The eurozone has acted.
Greece is going to postpone bankruptcy for a while longer as it was given 130 billion euros to help it cover, among other things, debt coming due in March.
Problems still remain.
First, Greece is still insolvent.
Second, Greece still has major structural problems in its economy and society.
Third, Greece is in a severe recession.
Fourth, the eurozone is in the midst of a recession.
Fifth, 90 percent of the holders of Greek debt must sign up for the bond swap. If they don’t there may be severe legal problems.
Sixth, the Greek government must still implement the policies and programs required by the bailout plan.

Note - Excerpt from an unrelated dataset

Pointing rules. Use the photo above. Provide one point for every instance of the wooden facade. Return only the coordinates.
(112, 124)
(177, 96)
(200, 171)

Seventh, Greek society must hold together. The question still remains about how the Greek people will “suffer” the policies and programs required by the bailout plan.
Eighth, elections for a new Greek government will be held in April. There is uncertainty about what will result from this election. (http://seekingalpha.com/article/374631-liar-liar-pants-on-fire-the-greek-case)
Ninth, there is concern over what is going to happen in the Middle East. The focus is on Iran, Israel, Europe, and the United States.
Tenth, enough said, given all the other problems and uncertainties in the world today.
Bottom line: the major issues outstanding have not been dealt with; there is little or no confidence in the officials in charge; and the world needs to move on but still has the Greek problem to deal with.